Vigilance sur le marché de la protéine
Alors que le marché de la protéine se développe, la vigilance s’impose sur les origines des compléments alimentaires pour abeilles. Témoignages recueillis dans les Hauts-de-France.
Alors que le marché de la protéine se développe, la vigilance s’impose sur les origines des compléments alimentaires pour abeilles. Témoignages recueillis dans les Hauts-de-France.

Inquiets des périodes de disette ou pour optimiser leur élevage, les apiculteurs s’interrogent sur le nourrissement de leurs colonies. C’était le thème de la dernière journée d’études de l’ADA Hauts-de-France, en septembre 2024 à Thiescourt, dans l’Oise.
La pratique du nourrissement au miel est répandue, de même que le recours au sirop pour compléter les stocks d’hiver ou encore l’usage de stimulants (miel + eau ou sucre + eau) pour le développement des jeunes essaims.
Les interrogations sont plus fortes sur les apports en protéines. « On sait à peu près “imiter” le nectar par du sucre, mais pas le pain d’abeilles », souligne Claude Joly, vétérinaire à Lumbres (Pas-de-Calais) et référent de l’Observatoire des mortalités et des affaiblissements de l’abeille mellifère (Omaa) dans les Hauts-de-France.
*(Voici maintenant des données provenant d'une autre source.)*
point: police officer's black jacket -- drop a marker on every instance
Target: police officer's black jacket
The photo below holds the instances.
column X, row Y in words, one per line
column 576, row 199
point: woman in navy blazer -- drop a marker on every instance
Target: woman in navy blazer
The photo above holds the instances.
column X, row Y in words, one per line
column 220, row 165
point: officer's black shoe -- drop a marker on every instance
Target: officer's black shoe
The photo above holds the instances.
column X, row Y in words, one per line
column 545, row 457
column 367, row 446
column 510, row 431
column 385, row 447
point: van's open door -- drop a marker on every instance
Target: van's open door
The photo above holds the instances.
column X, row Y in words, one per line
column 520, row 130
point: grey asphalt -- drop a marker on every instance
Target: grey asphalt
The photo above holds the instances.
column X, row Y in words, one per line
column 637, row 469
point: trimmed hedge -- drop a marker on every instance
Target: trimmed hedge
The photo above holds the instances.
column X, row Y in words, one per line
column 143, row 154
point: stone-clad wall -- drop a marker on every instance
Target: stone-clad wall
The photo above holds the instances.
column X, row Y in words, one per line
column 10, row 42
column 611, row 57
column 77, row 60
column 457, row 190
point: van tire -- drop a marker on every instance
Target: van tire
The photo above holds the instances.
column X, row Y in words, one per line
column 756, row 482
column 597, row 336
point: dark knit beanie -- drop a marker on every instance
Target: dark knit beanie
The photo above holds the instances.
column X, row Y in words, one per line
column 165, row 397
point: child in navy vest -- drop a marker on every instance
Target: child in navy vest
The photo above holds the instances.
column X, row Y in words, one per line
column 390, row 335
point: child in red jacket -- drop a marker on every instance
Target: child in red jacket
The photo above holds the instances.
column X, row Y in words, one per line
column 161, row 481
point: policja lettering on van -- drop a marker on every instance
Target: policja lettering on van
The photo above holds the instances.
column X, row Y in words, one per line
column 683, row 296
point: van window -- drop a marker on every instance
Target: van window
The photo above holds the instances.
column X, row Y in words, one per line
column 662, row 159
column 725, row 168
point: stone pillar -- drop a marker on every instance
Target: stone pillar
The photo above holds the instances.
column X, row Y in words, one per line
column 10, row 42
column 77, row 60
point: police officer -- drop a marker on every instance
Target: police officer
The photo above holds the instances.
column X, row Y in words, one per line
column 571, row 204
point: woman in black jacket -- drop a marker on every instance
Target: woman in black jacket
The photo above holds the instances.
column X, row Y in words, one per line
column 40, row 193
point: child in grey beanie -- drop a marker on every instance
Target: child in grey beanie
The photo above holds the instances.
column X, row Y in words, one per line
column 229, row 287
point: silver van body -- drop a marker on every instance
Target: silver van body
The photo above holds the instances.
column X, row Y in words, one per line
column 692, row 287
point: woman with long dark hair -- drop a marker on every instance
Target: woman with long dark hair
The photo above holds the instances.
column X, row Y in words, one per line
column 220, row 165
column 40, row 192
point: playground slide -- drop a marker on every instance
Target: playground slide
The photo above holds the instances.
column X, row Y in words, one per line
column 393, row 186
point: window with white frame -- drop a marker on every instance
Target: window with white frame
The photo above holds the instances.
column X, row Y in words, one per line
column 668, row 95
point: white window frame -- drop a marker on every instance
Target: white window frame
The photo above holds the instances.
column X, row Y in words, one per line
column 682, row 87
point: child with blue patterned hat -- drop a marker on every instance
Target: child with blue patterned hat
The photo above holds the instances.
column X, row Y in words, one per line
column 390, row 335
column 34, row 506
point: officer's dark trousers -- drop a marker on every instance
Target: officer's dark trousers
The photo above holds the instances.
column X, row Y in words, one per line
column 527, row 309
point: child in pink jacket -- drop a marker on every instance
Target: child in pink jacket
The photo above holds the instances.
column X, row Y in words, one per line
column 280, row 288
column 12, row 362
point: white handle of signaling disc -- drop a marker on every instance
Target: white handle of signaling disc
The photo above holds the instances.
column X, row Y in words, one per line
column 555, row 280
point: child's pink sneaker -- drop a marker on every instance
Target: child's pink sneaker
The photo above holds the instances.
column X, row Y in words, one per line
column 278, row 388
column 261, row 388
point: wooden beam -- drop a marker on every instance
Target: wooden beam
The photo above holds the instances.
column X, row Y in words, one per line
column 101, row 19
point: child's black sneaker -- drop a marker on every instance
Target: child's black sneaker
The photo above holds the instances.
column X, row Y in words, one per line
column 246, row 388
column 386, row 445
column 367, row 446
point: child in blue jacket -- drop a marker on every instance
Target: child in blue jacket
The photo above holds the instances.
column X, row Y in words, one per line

Il invite les professionnels à bien réfléchir sur la qualité des pâtes protéinées et autres compléments, lui qui constate « le fort développement du marché de la protéine depuis la fin des années 2010 ». En témoignent le nombre de stands dédiés sur les salons apicoles ou le nombre de publicités et publications qui leur sont consacrées. « Qu’ont apporté ces compléments ? S’agit-il d’une mode ? On n’a pas dix ans de recul sur ces pratiques », souligne-t-il.
Les apiculteurs tentent d’y voir clair
« Le risque n’est-il pas que l’apiculture répète les mêmes travers que d’autres filières agricoles, comme la filière lait, que l’on artificialise à outrance la production ou que l’on pallie chaque problème par un médicament ou un substitut ? » interroge Sylvaine Charpentier, apicultrice en bio à Thiescourt (Oise), elle-même bien consciente de l’importance de l’enjeu des protéines : « Des carences freinent le développement des colonies ou provoquent des maladies comme la loque, surtout une saison comme 2024. »
« Les abeilles ont besoin d’une variété d’acides aminés précis à des moments précis », rappelle Nicolas Lucas, vétérinaire praticien et apiculteur à Crèvecœur-le-Grand, près de Beauvais (Oise). « Le saule marsault procure un excellent pollen pour démarrer les colonies, ajoute-t-il, lui pour qui récolter du pollen de colza pour l’élevage ne semble pas en adéquation avec les besoins nutritionnels à ce moment-là. » « Dans notre région, où le colza domine au printemps et où l’on observe des carences estivales, on fait avec ce que l’on a », nuance Patrick Vandecasteele, apiculteur à Marchiennes (Nord).
Ce dernier utilise une centaine de kilos de pollen par an pour constituer sa propre pâte (miel, pollen, eau) destinée à ses ruches éleveuses et ruches à mâles. Il se fournissait jusqu’alors auprès de collègues de la région pour compléter sa propre production ; il envisage de la développer désormais avec une quarantaine de trappes à pollen. Lorsque, passé le printemps, la ressource diminue, il complète ses préparations avec de la levure de bière, disponible auprès des fournisseurs apicoles (eau, miel, levure). Pourquoi ce choix ? « C’est facile à mettre en œuvre et simple à digérer pour les abeilles », répond Patrick Vandecasteele, méfiant vis-à-vis des pâtes « dont on ignore l’origine des protéines ».
Faute de recul ou face au manque de ressources naturelles abondantes, de nombreux apiculteurs reconnaissent l’usage de pâtes protéinées prêtes à l’emploi. Mais, soucieux d’une meilleure prise en compte de la biologie de l’abeille, les mêmes s’interrogent sur son usage à long terme.